I look at my watch and consider my options again. We hit some bigger bumps and one of the flight attendants starts to lose her cool practiced external work demeanor. She jumps into her seat and buckles her seat belt quicker than I can consider the relative gravity of the situation. She looks at me standing there like a lost puppy and yells over the roar of engines, much louder in the back of the plane and probably in this moment, to get back to my seat immediately. The fear in her eyes makes me scared. This is a person who flies hundreds of thousands of miles a year and serves the worst humanity has to offer with a practiced smile and now they’ve dropped the mask and are relating to me on a personal, more human level. I think we’re going to be okay, and in the end we were, but the moment stuck with me. During that whole trip, and many others just like it, she was a side character in my narrative. A fake smiling face getting me from point A to point B. But this one time she leapt out of the periphery and into a primary role devoid of all pretense.
When we finally landed and were de-planing I watched her closely, but she never looked in my direction.
————-
I once worked as a busboy at Red Lobster. The only lasting memories of the job are the amazing number of complimentary crayons children buried in apple sauce, the sheer amount of crab people could eat on all-you-can-eat crab leg days, and garlic rolls I ate by the handful as a kind of low wage employee tax. If I was going to be made to suffer then bread would be used to compensate.

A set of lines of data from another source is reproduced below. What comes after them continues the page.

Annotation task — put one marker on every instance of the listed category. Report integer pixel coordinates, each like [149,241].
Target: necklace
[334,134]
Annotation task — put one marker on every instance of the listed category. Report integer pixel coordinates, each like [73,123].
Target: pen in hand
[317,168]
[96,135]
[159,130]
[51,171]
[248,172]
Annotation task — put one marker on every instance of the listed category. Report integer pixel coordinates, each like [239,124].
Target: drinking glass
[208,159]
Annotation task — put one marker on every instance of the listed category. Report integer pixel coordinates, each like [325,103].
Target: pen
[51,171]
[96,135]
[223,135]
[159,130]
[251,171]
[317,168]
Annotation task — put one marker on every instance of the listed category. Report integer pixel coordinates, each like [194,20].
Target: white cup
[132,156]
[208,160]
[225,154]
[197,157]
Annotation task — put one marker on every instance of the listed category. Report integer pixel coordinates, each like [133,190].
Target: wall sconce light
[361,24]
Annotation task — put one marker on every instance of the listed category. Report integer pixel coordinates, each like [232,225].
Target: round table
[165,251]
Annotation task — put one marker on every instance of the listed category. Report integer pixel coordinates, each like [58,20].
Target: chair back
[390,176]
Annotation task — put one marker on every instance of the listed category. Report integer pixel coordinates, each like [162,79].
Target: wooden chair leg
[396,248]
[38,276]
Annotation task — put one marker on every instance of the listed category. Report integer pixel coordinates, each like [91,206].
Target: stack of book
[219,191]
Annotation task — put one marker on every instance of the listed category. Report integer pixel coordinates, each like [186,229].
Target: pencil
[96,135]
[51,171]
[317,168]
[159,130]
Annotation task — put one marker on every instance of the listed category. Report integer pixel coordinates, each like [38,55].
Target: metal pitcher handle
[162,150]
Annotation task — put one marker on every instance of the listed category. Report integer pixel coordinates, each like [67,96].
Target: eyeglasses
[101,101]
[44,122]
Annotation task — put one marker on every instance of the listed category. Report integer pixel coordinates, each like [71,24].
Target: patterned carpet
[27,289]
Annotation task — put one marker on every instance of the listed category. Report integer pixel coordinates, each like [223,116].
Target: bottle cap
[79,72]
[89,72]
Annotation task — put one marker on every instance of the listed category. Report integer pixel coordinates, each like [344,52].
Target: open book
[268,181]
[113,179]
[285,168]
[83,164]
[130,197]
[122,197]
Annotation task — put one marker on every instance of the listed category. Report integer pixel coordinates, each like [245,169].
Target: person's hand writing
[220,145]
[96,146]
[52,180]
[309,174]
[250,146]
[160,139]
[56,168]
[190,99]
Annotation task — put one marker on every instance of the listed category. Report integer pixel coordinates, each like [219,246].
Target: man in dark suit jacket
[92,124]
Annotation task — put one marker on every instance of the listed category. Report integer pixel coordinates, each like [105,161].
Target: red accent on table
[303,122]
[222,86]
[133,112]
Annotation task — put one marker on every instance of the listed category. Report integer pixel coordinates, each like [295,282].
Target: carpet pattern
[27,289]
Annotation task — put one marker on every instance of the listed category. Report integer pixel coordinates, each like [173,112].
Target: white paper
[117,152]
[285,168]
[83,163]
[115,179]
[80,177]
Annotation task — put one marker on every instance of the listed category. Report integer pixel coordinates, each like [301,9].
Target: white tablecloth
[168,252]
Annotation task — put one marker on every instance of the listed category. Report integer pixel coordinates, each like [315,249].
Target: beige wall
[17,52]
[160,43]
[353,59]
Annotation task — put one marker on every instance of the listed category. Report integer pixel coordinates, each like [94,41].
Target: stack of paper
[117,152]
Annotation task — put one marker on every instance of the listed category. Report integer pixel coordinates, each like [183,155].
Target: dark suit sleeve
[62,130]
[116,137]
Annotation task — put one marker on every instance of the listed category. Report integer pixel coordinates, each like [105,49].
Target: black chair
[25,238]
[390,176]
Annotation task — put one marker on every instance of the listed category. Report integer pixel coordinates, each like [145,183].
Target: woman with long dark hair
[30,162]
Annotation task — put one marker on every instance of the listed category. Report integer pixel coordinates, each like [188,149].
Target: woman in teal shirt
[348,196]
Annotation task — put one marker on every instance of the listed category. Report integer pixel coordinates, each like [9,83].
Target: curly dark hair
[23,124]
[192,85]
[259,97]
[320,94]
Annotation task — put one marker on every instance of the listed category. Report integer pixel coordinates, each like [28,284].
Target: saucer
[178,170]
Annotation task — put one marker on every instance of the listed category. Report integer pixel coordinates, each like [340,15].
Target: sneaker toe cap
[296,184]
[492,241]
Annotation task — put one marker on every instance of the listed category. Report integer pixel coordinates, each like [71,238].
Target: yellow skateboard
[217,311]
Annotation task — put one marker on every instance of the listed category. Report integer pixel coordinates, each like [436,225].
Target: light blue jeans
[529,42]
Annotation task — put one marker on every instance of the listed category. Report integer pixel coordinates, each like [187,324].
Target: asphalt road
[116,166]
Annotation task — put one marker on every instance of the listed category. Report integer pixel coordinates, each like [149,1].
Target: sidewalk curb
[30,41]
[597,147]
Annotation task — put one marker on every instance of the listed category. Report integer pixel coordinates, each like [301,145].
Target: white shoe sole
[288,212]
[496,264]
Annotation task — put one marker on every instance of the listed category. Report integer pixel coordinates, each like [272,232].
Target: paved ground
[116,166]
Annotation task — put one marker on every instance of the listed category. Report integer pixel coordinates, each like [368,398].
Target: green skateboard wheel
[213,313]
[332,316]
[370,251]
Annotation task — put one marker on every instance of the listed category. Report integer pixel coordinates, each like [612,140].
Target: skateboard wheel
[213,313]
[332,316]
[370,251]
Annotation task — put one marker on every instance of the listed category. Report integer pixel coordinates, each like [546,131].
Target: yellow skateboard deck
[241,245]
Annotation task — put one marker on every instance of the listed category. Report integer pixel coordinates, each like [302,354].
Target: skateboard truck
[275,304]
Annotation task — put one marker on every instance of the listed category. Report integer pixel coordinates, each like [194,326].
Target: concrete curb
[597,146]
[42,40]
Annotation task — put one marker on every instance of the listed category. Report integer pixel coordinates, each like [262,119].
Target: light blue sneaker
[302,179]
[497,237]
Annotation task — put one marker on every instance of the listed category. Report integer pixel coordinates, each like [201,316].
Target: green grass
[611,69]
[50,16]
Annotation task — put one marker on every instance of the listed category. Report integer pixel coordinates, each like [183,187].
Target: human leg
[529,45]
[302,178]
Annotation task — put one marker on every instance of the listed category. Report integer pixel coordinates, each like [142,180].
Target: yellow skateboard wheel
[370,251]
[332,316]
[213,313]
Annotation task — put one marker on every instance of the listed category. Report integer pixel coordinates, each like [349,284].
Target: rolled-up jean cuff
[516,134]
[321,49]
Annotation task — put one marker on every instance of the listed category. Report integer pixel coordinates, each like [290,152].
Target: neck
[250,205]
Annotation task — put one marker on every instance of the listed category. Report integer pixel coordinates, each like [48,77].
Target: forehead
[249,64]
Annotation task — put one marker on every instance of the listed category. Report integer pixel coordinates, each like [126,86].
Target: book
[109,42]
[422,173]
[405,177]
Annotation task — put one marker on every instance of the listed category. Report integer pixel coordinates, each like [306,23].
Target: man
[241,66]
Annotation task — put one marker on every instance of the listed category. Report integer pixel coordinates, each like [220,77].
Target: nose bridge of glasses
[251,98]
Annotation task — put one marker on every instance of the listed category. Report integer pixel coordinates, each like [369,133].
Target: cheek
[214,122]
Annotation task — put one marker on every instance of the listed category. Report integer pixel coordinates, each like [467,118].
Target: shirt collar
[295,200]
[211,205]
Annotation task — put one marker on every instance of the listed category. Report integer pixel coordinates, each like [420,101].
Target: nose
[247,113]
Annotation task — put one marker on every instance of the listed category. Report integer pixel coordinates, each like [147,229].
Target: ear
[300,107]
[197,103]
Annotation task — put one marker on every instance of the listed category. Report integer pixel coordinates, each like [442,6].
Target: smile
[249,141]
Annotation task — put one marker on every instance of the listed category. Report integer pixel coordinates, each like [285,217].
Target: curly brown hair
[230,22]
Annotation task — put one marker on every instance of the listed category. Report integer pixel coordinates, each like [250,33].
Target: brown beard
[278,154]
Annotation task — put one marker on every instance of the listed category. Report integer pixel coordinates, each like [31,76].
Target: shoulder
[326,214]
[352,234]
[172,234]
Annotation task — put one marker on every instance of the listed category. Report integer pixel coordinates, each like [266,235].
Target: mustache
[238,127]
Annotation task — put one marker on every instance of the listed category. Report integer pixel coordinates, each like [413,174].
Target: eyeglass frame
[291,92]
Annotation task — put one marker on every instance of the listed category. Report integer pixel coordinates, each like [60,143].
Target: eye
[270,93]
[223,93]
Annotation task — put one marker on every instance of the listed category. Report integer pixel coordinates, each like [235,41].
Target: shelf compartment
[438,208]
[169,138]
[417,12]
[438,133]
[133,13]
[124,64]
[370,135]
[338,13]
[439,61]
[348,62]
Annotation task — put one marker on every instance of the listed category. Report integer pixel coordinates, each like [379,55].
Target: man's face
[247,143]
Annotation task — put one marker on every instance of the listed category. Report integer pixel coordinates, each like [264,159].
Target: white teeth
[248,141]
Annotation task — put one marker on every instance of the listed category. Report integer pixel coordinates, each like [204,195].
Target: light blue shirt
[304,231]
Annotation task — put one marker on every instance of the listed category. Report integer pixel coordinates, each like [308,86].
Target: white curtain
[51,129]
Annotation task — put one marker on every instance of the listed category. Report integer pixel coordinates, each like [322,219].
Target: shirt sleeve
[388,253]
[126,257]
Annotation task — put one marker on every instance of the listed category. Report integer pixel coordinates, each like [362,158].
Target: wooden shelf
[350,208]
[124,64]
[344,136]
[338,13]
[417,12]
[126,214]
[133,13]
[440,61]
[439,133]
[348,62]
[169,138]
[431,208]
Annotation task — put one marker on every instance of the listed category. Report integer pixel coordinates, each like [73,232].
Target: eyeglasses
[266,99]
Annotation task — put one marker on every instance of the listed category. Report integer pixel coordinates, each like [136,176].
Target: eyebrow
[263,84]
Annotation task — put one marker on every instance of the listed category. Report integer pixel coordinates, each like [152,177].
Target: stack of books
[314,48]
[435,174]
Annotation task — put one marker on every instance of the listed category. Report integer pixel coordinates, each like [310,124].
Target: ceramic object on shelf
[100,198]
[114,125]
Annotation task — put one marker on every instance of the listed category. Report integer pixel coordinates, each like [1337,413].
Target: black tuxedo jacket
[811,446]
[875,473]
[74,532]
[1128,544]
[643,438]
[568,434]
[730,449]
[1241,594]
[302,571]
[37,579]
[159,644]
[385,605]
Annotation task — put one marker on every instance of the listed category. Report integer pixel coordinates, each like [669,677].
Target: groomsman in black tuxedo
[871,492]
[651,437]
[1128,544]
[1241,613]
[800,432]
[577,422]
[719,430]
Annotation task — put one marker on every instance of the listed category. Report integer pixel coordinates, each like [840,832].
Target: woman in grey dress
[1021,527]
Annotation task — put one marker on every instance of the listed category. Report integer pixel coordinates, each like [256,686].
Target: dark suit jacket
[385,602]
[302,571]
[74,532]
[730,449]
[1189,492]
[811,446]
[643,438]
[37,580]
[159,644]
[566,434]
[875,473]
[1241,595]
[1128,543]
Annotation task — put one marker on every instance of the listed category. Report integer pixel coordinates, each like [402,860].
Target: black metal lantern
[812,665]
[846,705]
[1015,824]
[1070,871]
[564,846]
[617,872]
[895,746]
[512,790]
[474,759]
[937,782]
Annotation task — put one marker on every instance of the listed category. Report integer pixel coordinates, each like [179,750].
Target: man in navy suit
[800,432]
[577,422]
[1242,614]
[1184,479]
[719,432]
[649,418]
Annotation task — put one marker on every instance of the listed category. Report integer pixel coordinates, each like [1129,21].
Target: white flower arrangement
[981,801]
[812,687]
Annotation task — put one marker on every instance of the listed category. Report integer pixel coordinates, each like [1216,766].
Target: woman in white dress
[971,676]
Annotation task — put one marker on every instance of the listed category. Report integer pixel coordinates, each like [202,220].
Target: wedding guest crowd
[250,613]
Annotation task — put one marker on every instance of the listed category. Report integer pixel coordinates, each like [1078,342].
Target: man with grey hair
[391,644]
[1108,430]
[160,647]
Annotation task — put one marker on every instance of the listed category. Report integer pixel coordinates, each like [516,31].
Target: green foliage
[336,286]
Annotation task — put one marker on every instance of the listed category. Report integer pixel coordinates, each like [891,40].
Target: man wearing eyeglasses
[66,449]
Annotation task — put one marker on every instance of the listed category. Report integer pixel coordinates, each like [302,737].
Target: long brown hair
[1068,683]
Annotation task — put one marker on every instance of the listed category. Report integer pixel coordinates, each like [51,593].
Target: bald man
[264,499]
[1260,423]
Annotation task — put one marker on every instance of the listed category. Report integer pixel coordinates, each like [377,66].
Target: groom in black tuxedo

One day I was working a weekend lunch shift, sweeping up around a table, probably scooping up crayons, crab, and apple sauce, when I saw my former Algebra teacher eating with her husband and high school aged daughter. They seemed so normal, but that wasn’t what struck me in the moment. Instead, it was the realization that she was a fully formed person with family and responsibilities and feelings and everything else that comes with prototypical suburban life. She didn’t just appear in the classroom on Mondays through Fridays then disappear into the ether, only to do it again the next week.
It was hard to reconcile because of how different she was in the classroom. She was the kind of teacher cruel students would snicker about behind her back. Her drab clothes and out of style hair didn’t endear her to the student body, but a lot of teachers fail the cool facade test of discerning teenagers. No, the reason she was ridiculed was because of how distant she seemed. She spoke and acted like an automaton. I never heard her voice change nor show the least bit of excitement about anything. She never uttered a single personal anecdote or told a light-hearted joke. She was all about the business of Algebra all the time. I sometimes wondered how she maintained that demeanor for however many classes she taught a day and for however many years. It was exhausting to consider.
But in that moment, out of context, she was a mother and wife and American middle class everywoman enjoying an objectively terrible meal in a terrible restaurant designed as a simulacrum of a casual seaside tavern.
Now I look back and see myself standing there holding a broom, wearing a fish themed button up shirt, rushing around to get my work done, and wonder: how did she see me, if she saw me at all?